C-stream: a co-routine-based elastic stream processing engine
ACM Transactions on Parallel Computing
Association for Computing Machinery
15-1 - 15-27
Item Usage Stats
Stream processing is a computational paradigm for on-the-fly processing of live data. This paradigm lends itself to implementations that can provide high throughput and low latency by taking advantage of various forms of parallelism that are naturally captured by the stream processing model of computation, such as pipeline, task, and data parallelism. In this article, we describe the design and implementation of C-Stream, which is an elastic stream processing engine. C-Stream encompasses three unique properties. First, in contrast to the widely adopted event-based interface for developing streaming operators, C-Stream provides an interface wherein each operator has its own driver loop and relies on data availability application programming interfaces (APIs) to decide when to perform its computations. This self-control-based model significantly simplifies the development of operators that require multiport synchronization. Second, C-Stream contains a dynamic scheduler that manages the multithreaded execution of the operators. The scheduler, which is customizable via plug-ins, enables the execution of the operators as co-routines, using any number of threads.
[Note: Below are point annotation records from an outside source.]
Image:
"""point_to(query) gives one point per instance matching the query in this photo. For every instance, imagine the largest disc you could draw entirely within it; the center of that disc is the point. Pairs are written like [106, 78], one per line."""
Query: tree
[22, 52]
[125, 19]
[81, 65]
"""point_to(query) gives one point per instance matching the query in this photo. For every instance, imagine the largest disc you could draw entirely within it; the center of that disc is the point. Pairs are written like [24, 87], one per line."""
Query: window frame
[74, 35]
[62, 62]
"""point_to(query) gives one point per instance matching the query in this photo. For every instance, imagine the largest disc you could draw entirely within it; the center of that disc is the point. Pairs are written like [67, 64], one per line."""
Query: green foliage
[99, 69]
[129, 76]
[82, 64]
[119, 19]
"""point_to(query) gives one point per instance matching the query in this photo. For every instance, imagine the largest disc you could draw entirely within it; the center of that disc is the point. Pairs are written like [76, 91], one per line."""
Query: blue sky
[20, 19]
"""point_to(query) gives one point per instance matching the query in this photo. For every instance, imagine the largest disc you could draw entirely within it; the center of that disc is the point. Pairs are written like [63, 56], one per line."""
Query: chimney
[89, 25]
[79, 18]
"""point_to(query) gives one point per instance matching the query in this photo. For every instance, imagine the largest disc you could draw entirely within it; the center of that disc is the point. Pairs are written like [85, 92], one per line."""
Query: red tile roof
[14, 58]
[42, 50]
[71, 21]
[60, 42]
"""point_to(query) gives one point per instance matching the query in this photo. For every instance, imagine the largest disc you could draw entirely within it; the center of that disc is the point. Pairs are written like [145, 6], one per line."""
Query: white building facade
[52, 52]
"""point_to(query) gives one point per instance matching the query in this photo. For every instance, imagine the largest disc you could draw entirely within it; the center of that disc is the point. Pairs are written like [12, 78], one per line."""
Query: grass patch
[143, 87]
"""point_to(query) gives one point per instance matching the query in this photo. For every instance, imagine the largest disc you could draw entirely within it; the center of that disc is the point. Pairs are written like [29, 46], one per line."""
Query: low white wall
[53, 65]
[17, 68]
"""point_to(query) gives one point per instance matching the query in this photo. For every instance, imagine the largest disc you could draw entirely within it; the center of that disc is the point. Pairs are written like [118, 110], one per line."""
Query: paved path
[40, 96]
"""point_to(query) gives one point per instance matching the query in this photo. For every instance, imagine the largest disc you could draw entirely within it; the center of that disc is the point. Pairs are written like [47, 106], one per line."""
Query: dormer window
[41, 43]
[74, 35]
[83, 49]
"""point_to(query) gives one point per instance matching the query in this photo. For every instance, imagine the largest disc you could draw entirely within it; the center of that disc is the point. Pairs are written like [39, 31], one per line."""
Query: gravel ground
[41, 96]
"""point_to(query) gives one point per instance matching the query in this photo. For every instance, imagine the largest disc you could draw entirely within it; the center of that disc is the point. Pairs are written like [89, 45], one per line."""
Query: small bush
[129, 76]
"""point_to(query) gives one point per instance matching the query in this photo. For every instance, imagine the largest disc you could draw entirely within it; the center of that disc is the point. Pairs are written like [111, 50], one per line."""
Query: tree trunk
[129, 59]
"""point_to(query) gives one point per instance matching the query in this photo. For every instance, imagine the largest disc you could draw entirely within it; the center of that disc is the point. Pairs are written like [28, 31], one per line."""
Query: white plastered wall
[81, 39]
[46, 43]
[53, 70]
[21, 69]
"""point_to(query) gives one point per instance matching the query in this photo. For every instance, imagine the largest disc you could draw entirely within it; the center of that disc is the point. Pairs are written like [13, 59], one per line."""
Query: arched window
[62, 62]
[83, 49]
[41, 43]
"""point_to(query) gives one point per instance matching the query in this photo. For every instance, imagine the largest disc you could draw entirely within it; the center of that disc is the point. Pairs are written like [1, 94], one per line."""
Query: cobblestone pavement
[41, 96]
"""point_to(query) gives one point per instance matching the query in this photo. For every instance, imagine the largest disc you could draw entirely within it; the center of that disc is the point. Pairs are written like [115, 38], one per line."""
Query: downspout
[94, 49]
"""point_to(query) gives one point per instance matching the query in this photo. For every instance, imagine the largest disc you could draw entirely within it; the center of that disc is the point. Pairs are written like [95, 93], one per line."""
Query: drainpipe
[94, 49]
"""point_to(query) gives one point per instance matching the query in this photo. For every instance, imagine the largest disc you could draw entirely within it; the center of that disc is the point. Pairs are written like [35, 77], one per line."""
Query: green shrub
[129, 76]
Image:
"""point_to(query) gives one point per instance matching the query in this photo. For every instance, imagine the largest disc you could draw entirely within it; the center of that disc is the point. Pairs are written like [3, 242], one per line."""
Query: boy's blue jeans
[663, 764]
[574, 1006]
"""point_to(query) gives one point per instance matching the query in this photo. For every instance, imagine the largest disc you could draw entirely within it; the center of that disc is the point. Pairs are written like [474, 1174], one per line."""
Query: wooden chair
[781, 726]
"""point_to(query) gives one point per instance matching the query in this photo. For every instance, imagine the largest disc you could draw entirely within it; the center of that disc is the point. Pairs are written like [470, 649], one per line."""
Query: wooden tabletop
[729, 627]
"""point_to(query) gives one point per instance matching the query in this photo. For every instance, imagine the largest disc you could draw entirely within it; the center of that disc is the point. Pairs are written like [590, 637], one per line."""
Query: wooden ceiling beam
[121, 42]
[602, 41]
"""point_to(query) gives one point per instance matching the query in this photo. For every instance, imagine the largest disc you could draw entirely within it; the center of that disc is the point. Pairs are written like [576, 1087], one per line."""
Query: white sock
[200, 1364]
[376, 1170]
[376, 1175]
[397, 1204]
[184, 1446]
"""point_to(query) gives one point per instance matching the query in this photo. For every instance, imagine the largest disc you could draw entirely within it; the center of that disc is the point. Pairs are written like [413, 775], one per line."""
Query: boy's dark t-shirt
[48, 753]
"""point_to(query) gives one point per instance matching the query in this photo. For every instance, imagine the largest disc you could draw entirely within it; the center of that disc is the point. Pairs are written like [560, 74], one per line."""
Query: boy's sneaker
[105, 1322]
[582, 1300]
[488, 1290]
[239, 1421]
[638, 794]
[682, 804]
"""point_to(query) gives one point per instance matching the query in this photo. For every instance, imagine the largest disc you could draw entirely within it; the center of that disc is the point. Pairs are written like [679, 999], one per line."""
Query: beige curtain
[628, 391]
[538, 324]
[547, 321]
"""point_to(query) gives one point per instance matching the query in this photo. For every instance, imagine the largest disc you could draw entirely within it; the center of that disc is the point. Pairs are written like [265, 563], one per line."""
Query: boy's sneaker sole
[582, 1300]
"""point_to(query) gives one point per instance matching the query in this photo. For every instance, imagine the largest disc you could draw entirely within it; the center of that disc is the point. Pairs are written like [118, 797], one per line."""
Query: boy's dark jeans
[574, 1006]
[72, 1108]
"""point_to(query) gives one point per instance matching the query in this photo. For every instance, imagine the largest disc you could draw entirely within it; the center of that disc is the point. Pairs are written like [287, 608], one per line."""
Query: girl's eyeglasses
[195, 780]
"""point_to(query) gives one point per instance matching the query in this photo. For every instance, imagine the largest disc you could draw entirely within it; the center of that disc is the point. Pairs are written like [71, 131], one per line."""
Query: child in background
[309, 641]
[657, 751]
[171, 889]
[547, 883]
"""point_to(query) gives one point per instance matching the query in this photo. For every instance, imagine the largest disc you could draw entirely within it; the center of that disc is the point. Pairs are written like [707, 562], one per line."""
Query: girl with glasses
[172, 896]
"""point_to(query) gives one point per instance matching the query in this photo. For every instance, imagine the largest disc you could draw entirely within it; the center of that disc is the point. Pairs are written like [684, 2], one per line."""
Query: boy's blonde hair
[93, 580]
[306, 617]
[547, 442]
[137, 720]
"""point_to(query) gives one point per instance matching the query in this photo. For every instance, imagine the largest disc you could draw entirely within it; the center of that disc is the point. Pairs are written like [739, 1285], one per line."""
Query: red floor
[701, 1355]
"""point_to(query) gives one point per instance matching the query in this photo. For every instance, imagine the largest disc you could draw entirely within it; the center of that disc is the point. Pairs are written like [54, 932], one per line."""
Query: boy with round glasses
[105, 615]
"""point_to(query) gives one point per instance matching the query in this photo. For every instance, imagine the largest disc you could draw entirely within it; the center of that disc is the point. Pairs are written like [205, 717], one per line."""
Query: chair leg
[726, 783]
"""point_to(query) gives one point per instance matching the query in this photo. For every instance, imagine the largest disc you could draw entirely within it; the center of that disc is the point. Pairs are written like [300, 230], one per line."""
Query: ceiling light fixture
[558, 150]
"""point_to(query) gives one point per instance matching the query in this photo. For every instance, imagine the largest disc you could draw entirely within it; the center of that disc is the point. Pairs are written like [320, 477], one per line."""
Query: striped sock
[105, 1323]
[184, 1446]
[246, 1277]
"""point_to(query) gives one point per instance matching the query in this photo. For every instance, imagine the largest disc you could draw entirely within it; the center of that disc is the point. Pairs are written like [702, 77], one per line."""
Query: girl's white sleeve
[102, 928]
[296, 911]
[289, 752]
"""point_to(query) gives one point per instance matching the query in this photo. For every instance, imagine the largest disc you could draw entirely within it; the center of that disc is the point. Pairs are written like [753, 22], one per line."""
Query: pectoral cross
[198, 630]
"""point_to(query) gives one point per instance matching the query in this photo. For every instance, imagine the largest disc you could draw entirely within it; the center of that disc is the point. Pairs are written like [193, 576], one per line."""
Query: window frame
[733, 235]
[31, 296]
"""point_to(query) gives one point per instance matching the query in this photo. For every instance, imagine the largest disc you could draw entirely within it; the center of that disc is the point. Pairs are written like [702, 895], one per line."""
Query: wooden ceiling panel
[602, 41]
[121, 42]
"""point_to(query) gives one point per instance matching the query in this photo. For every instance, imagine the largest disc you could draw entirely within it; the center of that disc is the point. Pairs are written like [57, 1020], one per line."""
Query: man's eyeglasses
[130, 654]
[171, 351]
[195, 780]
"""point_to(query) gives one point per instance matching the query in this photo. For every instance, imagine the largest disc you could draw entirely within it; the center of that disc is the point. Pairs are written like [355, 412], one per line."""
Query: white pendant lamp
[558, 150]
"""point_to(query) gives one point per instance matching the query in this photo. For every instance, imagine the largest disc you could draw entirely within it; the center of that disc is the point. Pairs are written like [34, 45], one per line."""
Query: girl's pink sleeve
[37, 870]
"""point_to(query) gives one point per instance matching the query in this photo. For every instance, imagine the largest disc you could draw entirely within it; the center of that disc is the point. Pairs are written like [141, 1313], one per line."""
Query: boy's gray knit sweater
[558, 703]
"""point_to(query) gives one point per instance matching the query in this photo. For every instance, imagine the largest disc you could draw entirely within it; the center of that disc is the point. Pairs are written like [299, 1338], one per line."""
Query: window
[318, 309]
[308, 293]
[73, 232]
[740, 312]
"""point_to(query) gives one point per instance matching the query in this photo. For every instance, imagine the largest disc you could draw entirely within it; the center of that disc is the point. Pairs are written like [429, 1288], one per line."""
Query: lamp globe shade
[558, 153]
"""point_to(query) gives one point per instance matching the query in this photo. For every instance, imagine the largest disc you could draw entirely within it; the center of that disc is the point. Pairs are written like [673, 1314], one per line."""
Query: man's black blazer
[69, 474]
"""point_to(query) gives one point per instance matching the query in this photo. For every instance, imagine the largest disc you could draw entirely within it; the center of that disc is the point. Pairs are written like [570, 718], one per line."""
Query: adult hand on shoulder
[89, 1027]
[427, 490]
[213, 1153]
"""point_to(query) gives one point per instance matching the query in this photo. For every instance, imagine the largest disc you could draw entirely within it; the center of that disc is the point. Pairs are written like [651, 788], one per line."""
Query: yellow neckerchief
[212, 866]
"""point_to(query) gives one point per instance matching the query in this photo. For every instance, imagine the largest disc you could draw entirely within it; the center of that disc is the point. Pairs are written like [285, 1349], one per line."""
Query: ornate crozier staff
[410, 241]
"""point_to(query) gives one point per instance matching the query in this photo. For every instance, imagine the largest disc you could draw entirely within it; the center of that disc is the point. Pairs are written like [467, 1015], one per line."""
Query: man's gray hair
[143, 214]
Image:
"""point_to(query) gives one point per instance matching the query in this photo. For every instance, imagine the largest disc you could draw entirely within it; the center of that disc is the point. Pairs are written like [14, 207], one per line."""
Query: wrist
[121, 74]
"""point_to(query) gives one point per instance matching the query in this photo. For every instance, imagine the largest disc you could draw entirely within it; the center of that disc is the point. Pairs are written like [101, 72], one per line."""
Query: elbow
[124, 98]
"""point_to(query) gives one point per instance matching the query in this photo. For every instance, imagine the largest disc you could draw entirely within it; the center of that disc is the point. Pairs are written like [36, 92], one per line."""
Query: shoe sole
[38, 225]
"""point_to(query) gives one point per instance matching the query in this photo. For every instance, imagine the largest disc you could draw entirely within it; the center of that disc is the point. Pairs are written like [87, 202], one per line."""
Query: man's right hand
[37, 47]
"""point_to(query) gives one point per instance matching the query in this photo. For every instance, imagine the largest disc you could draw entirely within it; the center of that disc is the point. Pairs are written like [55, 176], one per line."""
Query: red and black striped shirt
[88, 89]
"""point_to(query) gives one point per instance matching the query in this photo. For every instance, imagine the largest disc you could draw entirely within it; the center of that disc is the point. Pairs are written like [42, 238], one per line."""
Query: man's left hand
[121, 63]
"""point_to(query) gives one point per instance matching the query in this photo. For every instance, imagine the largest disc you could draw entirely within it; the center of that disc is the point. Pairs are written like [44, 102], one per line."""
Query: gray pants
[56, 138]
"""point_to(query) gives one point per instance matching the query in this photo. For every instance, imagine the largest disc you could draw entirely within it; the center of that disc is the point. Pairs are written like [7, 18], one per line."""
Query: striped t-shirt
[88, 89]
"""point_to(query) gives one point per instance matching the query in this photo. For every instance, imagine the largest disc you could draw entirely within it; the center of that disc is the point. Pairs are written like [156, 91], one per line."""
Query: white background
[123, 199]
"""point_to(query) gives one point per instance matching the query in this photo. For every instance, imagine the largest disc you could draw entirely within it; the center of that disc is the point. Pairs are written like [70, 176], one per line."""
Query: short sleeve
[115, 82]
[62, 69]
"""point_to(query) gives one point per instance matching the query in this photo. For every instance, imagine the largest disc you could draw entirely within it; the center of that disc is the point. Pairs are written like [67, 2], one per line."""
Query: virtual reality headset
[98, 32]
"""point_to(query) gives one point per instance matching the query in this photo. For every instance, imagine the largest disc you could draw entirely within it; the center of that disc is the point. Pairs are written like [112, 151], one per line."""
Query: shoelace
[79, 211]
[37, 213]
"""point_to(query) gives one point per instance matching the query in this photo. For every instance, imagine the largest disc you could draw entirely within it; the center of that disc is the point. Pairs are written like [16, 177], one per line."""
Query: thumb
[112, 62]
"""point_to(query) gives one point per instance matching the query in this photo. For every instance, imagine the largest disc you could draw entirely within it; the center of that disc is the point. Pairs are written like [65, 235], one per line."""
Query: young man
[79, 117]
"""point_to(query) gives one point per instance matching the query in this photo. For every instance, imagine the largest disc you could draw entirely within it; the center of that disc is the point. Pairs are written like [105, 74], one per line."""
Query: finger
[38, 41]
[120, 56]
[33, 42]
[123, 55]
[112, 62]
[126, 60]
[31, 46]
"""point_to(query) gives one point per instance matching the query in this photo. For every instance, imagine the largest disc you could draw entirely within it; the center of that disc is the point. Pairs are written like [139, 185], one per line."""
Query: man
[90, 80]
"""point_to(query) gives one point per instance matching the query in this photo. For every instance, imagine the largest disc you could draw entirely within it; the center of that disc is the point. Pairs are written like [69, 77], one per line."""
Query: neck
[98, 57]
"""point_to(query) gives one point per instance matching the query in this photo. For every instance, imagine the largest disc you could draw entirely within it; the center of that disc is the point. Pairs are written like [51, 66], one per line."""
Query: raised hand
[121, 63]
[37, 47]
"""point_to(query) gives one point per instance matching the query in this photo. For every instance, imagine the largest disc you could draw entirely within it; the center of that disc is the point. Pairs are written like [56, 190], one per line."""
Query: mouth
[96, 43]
The base scheduler implements back-pressure, provides data availability APIs, and manages preemption and termination handling. Last, C-Stream varies the degree of parallelism to resolve bottlenecks by both dynamically changing the number of threads used to execute an application and adjusting the number of replicas of data-parallel operators.We provide an experimental evaluation of C-Stream. The results show that C-Stream is scalable, highly customizable, and can resolve bottlenecks by dynamically adjusting the level of data parallelism used.